間食は、血糖値の急上昇、急降下を防いでくれるので、ドカ食いスパイラルから脱することができるのだ!

間食ベスト食材を探せ!

 太りにくく、間食に向いているおやつとは?間食のメニューについて研究している専門家の足立香代子先生によると、間食に向いているおやつの条件は食べても、血糖値が急激に上がったり下がったりせず、緩やかに変化する食べ物だそうです。
 そこで、どんなものが間食にいいのか実際に検証。実験に協力してくれるのは、顔も背丈もそっくりな一卵性双生児の二組。事前に血糖値の変化を測定したところ、双子なのでほぼ同じでした。双子には、それぞれ違うおやつを食べてもらい、どちらのおやつが血糖値の変化が緩やかで、間食に向いているのか?検証します!
 最初は、和洋のおやつ!シュークリームとおまんじゅうを比較。どちらも200キロカロリー程度、ほぼ同じカロリーのものを用意。食べる前の血糖値は、93と88であまり差がありません。間食をしてからおよそ1時間後、おまんじゅうの方の数値は「139」、血糖値が50ほど増加。シュークリームの方は「104」わずか10程度の上昇でした。
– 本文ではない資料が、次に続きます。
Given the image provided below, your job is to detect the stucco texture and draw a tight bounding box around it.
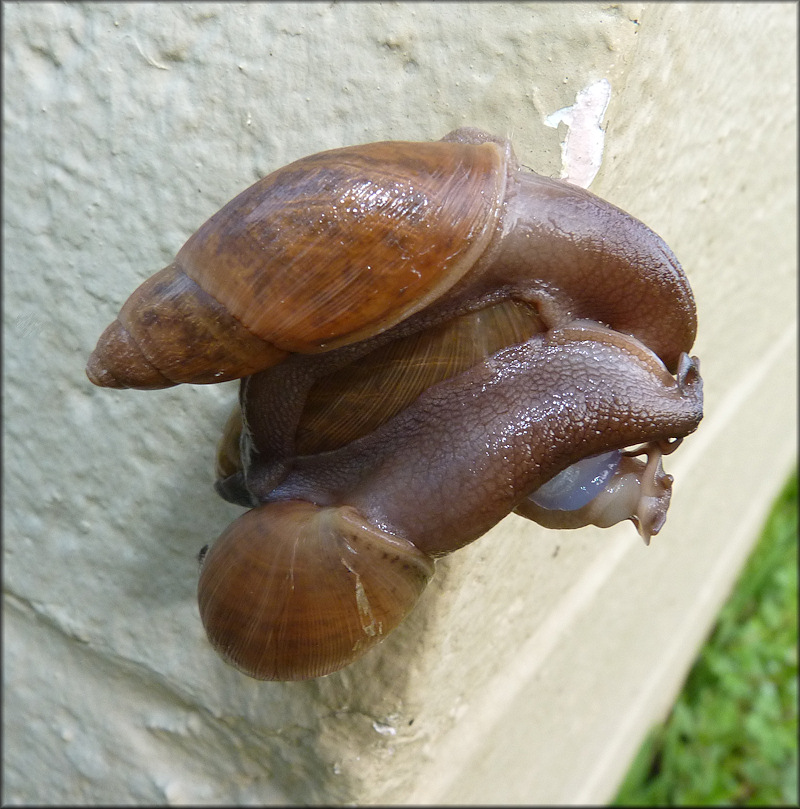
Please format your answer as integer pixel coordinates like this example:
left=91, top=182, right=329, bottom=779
left=3, top=2, right=796, bottom=805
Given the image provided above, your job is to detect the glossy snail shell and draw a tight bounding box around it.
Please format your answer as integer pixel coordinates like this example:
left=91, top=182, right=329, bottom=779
left=87, top=132, right=506, bottom=389
left=87, top=127, right=704, bottom=681
left=198, top=501, right=434, bottom=681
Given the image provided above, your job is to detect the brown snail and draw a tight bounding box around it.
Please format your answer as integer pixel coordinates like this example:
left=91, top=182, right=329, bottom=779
left=87, top=127, right=703, bottom=681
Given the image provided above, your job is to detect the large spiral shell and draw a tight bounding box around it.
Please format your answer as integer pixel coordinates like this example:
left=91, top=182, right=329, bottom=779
left=87, top=138, right=506, bottom=389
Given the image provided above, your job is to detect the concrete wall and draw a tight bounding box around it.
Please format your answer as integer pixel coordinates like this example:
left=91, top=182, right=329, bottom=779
left=4, top=2, right=796, bottom=804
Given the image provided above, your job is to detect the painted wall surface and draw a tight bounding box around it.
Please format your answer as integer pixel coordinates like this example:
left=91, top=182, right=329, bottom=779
left=4, top=2, right=796, bottom=804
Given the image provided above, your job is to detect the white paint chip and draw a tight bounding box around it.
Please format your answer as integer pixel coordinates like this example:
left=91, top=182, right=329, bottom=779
left=544, top=78, right=612, bottom=188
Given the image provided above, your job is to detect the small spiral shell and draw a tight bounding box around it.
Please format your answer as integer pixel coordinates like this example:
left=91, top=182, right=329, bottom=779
left=197, top=500, right=435, bottom=680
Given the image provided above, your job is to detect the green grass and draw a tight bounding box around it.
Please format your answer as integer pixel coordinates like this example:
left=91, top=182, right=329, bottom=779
left=614, top=468, right=798, bottom=807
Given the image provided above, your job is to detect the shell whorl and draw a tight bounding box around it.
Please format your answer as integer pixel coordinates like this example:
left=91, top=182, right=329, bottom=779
left=85, top=263, right=287, bottom=389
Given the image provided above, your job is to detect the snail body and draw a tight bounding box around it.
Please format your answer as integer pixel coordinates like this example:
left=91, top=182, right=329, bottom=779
left=88, top=128, right=703, bottom=680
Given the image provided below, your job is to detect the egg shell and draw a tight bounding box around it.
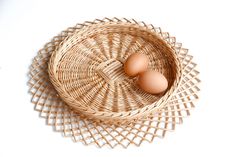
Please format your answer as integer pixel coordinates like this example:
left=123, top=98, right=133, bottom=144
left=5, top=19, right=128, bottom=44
left=137, top=71, right=168, bottom=94
left=124, top=53, right=149, bottom=77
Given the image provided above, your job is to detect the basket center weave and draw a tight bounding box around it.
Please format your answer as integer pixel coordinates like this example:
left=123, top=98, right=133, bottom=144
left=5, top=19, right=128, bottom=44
left=96, top=59, right=126, bottom=85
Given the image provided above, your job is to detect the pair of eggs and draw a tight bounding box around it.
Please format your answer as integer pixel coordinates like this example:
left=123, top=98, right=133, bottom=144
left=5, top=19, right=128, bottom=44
left=124, top=53, right=168, bottom=94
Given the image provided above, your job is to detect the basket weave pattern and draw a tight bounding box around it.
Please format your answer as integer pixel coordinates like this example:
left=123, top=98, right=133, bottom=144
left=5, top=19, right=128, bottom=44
left=48, top=19, right=182, bottom=122
left=28, top=18, right=200, bottom=148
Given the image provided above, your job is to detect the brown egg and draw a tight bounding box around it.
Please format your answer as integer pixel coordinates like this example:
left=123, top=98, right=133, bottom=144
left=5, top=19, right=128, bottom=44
left=137, top=71, right=168, bottom=94
left=124, top=53, right=149, bottom=77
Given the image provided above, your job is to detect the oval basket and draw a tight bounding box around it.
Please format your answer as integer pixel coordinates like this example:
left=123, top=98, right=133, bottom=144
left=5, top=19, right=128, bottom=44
left=48, top=19, right=182, bottom=122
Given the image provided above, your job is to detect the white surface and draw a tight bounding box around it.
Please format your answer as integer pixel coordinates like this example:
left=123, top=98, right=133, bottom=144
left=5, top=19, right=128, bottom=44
left=0, top=0, right=235, bottom=156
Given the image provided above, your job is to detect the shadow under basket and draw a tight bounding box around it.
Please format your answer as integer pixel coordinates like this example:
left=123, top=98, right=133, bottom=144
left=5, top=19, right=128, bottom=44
left=29, top=18, right=200, bottom=148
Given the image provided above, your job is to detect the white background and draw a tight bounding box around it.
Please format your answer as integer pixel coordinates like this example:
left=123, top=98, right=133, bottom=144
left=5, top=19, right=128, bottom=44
left=0, top=0, right=235, bottom=156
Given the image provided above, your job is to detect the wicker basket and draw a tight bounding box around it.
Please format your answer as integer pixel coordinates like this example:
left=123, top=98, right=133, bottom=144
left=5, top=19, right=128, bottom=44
left=28, top=18, right=200, bottom=148
left=48, top=19, right=182, bottom=123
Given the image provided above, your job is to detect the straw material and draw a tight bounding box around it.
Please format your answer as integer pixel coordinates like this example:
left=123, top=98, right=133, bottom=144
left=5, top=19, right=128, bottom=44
left=28, top=18, right=200, bottom=148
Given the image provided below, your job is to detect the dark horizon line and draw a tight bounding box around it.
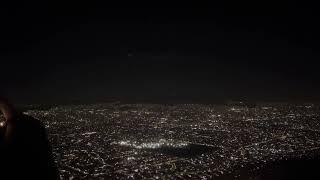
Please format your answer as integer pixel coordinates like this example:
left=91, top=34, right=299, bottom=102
left=13, top=95, right=320, bottom=107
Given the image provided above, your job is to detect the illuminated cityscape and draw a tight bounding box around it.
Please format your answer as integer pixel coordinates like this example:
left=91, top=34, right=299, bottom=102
left=25, top=103, right=320, bottom=179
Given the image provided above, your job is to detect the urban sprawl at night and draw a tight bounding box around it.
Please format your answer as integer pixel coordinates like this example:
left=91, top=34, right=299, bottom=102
left=24, top=103, right=320, bottom=179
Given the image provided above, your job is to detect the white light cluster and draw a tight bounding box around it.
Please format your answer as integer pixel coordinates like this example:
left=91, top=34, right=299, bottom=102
left=115, top=139, right=189, bottom=149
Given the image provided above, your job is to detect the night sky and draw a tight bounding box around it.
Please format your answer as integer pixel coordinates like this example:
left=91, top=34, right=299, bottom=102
left=1, top=1, right=319, bottom=104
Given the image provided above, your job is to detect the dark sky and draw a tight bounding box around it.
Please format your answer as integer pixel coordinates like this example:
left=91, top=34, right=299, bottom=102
left=1, top=1, right=319, bottom=104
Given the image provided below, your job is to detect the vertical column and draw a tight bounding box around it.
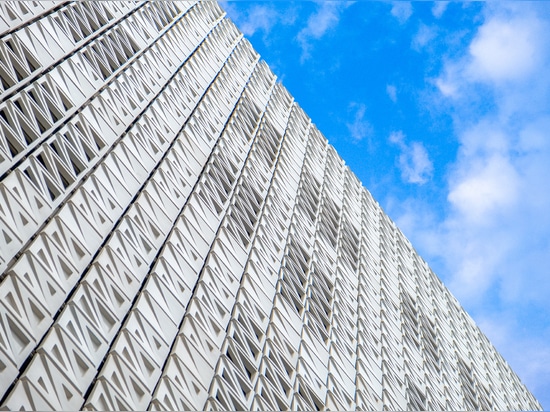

意外にも、おまんじゅうの方が、血糖値が大きく上昇したんです!その後も30分ごとに測定していくとおまんじゅうの方の血糖値は急激に下降していったのに対して、シュークリームの方の血糖値はその後も急上昇はせず、緩やかに下降していきました。空腹具合を聞いてみると、おまんじゅうを食べた方は早くも空腹を感じていたんです。検証の結果、血糖値の変化が緩やかだったシュークリームの方が間食に向いていたんです。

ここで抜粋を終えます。